Витька слышал слово «осколок» — слышал его на заводе, в бараке, по радио. Знал, что это такое. И всё равно сейчас оно легло как-то по-другому — не как слово, а как вещь.
— Он воюет? — спросил Витька.
— Воюет. После госпиталя — снова в строй.
Витька кивнул. Снова посмотрел на карандаши. Короткий — совсем стёртый, до половины. Отец пользовался им. Держал вот этот карандаш.
— Как это было? — спросил он.
Фёдор помолчал. Потом посмотрел на него прямо.
— Нас было восемьсот, — сказал он. — Ополчение. Учителя, инженеры, студенты — кого армия не взяла. Под Наро-Фоминском, в ноябре. Немцы шли на Москву.
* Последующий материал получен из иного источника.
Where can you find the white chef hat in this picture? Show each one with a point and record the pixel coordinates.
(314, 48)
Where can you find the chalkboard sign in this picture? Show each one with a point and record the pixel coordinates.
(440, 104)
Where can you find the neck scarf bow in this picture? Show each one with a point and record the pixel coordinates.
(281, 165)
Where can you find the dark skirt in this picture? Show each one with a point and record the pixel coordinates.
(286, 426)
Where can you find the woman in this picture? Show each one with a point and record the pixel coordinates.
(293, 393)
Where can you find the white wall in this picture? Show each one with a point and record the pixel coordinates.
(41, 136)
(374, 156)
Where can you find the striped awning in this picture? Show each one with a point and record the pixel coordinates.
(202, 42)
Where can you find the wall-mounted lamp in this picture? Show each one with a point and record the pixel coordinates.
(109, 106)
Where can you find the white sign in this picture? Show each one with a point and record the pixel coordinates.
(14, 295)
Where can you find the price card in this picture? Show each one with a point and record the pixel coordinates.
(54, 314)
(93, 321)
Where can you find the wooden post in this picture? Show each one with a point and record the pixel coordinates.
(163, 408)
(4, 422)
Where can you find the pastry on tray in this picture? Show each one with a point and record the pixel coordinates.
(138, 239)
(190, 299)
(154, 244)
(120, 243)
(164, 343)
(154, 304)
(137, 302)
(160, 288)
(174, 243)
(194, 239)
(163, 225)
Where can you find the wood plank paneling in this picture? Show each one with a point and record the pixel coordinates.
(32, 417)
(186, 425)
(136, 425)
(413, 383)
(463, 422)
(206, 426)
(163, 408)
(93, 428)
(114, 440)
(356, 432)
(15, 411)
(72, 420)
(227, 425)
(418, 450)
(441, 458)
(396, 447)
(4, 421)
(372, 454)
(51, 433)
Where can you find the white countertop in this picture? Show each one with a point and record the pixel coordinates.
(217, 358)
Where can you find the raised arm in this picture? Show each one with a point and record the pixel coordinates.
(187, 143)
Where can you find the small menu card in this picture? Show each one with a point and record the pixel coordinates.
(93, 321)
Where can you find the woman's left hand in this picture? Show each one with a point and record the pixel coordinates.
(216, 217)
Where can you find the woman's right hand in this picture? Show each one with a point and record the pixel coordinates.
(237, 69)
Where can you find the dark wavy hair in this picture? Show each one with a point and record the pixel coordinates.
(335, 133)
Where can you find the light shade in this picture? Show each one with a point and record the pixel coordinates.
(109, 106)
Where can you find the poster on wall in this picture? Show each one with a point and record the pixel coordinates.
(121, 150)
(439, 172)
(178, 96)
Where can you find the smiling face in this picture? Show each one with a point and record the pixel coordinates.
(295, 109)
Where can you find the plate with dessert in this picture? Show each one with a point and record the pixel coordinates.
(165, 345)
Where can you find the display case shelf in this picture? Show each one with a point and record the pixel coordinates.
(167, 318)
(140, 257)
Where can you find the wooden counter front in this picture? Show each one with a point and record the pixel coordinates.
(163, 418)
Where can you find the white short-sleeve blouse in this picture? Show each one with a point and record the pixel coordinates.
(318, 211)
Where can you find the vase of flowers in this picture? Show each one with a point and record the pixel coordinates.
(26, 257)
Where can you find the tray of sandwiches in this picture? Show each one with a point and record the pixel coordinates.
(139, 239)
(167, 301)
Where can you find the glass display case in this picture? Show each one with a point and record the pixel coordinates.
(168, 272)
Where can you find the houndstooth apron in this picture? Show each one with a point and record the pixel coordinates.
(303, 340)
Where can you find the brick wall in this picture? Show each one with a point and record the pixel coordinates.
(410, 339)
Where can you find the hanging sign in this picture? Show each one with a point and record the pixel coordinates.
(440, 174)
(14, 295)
Нам дали задачу: задержать на час. — Он остановился. — Одна винтовка на троих.
Витька слушал. Не перебивал.
— Мы держали час двадцать. По его словам, из восьмисот вышли шестеро. Все ранены. Твой отец — один из шести.
Витька не сразу понял. Потом понял.
Восемьсот. Шестеро.
Он попробовал представить восемьсот людей. Не смог — это было как пытаться представить расстояние до другого города: знаешь цифру, а сама даль не помещается в голове. Потом попробовал представить шестерых: дядя Коля, Зинаида, Маша, Тоня, Нюра, он сам. Вот шестеро — живые, рядом, за стенами барака. Из восьмисот — шестеро, как они.
— Матери не говори как было, — сказал Фёдор тихо. — Про восемьсот. Про шестерых. Скажи: живой, передал привет. И всё.
— Почему? — спросил Витька.
Фёдор смотрел в окно.
— Она ждёт. Когда ждёшь — считать нельзя. Начнёшь считать — сломаешься. А ей нельзя ломаться. —
Помолчал. — Ты понял?
Витька понял.
— Понял, — сказал он.
Фёдор кивнул. Взял костыли — тем же привычным движением, не глядя. Встал. Постоял секунду — может, ждал, что Витька что-то ещё спросит.
Витька не спросил.
— Я пойду, — сказал Фёдор. — Мне ещё до вечера успеть надо.
— Чаю, — сказал Витька. Не предложил даже — просто сказал слово.
Фёдор помотал головой.
— Не надо.
Он дошёл до двери. На пороге обернулся — не сразу, как будто что-то вспомнил.
— Он про тебя говорил, — сказал Фёдор. — Там, в госпитале. Ночью. Бредил иногда. Говорил про книги какие-то. Пушкин — говорил. — Он посмотрел на подоконник. — Вот эта?